De todas as coisas com que me
defrontei, de todas as coisas com que tinha aprendido a me preocupar, a
irreversibilidade da morte para os humanos era a pior delas. Quando chegar a
hora de meu hospedeiro eu ficarei com ele, enfrentarei essa inevitabilidade da
qual não se pode escapar indefinidamente. É uma decisão que todos nós daqui
tomamos, assim como Peg antes de nós, porque este é nosso lugar no universo e
não podemos sobreviver a ele. Estou em paz com isso. Mas isso não quer dizer
que aceitei não lutar quando se trata dos outros, quando se trata de uma vida
que poderia ser salva com tanta facilidade.
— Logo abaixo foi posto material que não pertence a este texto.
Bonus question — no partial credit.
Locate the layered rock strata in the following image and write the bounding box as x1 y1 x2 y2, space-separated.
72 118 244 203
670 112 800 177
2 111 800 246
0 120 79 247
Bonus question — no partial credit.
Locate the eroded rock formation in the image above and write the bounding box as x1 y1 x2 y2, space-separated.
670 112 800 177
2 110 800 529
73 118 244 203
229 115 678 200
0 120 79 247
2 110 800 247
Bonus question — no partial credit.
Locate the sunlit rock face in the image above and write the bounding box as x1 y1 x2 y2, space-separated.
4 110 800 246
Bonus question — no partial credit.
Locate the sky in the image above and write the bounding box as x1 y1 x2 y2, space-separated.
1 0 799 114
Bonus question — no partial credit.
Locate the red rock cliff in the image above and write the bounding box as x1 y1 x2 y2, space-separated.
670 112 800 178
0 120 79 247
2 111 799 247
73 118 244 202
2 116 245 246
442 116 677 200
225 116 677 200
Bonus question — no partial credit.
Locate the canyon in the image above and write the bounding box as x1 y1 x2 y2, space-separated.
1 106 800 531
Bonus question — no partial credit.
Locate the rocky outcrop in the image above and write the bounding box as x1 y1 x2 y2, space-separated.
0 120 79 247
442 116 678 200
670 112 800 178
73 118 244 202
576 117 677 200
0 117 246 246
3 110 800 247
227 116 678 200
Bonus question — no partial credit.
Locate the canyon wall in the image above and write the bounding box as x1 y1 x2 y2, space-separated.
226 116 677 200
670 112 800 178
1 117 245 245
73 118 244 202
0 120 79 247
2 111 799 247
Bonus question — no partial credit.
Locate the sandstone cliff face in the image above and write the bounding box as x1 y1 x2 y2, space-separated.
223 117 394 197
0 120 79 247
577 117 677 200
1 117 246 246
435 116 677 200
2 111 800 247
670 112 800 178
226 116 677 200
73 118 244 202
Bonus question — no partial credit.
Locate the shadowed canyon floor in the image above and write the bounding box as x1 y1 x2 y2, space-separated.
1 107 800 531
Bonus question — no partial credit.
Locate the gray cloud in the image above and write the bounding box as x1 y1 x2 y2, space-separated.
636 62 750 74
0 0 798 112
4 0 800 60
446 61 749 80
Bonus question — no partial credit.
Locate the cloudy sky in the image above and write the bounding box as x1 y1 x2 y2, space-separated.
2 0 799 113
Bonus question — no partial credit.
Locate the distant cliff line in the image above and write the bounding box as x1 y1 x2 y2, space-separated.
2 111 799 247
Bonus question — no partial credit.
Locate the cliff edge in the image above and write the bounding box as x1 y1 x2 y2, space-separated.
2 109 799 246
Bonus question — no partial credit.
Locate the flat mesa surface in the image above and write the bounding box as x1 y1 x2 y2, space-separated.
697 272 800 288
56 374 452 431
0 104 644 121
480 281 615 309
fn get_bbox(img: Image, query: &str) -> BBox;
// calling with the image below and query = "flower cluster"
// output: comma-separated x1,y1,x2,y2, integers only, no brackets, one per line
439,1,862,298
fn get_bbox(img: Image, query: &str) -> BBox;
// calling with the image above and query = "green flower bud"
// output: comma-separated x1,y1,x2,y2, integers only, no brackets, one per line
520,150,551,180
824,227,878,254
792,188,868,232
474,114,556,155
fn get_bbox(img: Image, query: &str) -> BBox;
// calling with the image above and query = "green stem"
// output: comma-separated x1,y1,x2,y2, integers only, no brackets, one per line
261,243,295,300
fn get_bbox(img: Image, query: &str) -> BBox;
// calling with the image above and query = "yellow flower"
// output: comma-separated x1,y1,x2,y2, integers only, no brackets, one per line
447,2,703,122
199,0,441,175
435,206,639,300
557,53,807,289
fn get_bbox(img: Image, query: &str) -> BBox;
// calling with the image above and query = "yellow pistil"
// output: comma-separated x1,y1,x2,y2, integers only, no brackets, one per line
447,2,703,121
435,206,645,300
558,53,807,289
Tudo poderia ser muito fácil. Tudo deveria ser muito fácil. Se Jeb fosse um
de nós, o problema já estaria resolvido. Ninguém questionaria seu direito de
existir, ninguém tentaria torná-lo o que não é ou o consideraria uma ameaça a
ser eliminada. Conhecê-lo não teria importância, porque ele seria como qualquer
outro de nós. E era aí que estava o grande paradoxo, porque conhecê-lo era
saber que ele precisava viver, que este lugar e as pessoas daqui precisavam
dele. Que eu precisava dele. Mas sua
humanidade, aquilo que, ironicamente, o tornava especial, era o que o mataria
no final das contas.
Se ao menos...
— Kyle!
Percebi que tinha quase gritado
quando ele deu uma espécie de pulo ao levantar os olhos perdidos para mim.
Levantei-me finalmente do canto onde tinha estado por tanto tempo derrotado.
Não havia mais tempo a perder. Tudo estaria resolvido ao amanhecer.
— Estava na nossa cara o tempo todo!
— De uma hora para outra, era como se tudo que antes era impenetrável e
impossível fosse razoável e simples, exequível. Como se as luzes de uma cidade
vista ao longe se acendessem todas de uma única vez após um blecaute. —Como foi
que não vimos isso antes? Céus! Quer dizer, era tão fácil! Bom, fácil, não. Mas
é a única solução. E era tão óbvio!
— Quer se acalmar e me dizer do que
está falando? O que estava na nossa cara o tempo todo?
— É simples: se nós não podemos
levar um humano até lá, não levaremos. Eu vou no lugar dele.
— Cara, você ainda está falando
grego pra mim. Eu pensei que o problema todo fosse que o Jeb tem que estar lá
por causa da máquina de circulação, ou sei lá o quê.
— Bem, o corpo dele precisa estar.
A expressão de Kyle passou
gradativamente da neutralidade para a descrença, e então para a estupefação.
Fazia sentido, ele não podia negar. Daria certo, isso também era difícil de
contestar. Mas só porque era óbvio não queria dizer que não fosse a ideia mais
maluca que eu poderia ter.
— Meu Deus. Você tentando
convencê-lo... — Kyle riu alto, quase gargalhando. — Por favor, diga que vai me
deixar ver isso.
De fato, eu teria uma conversa
difícil pela frente. Mas não estava nem perto de ser a pior coisa desta noite.
E desta vez eu não seria demovido por nada.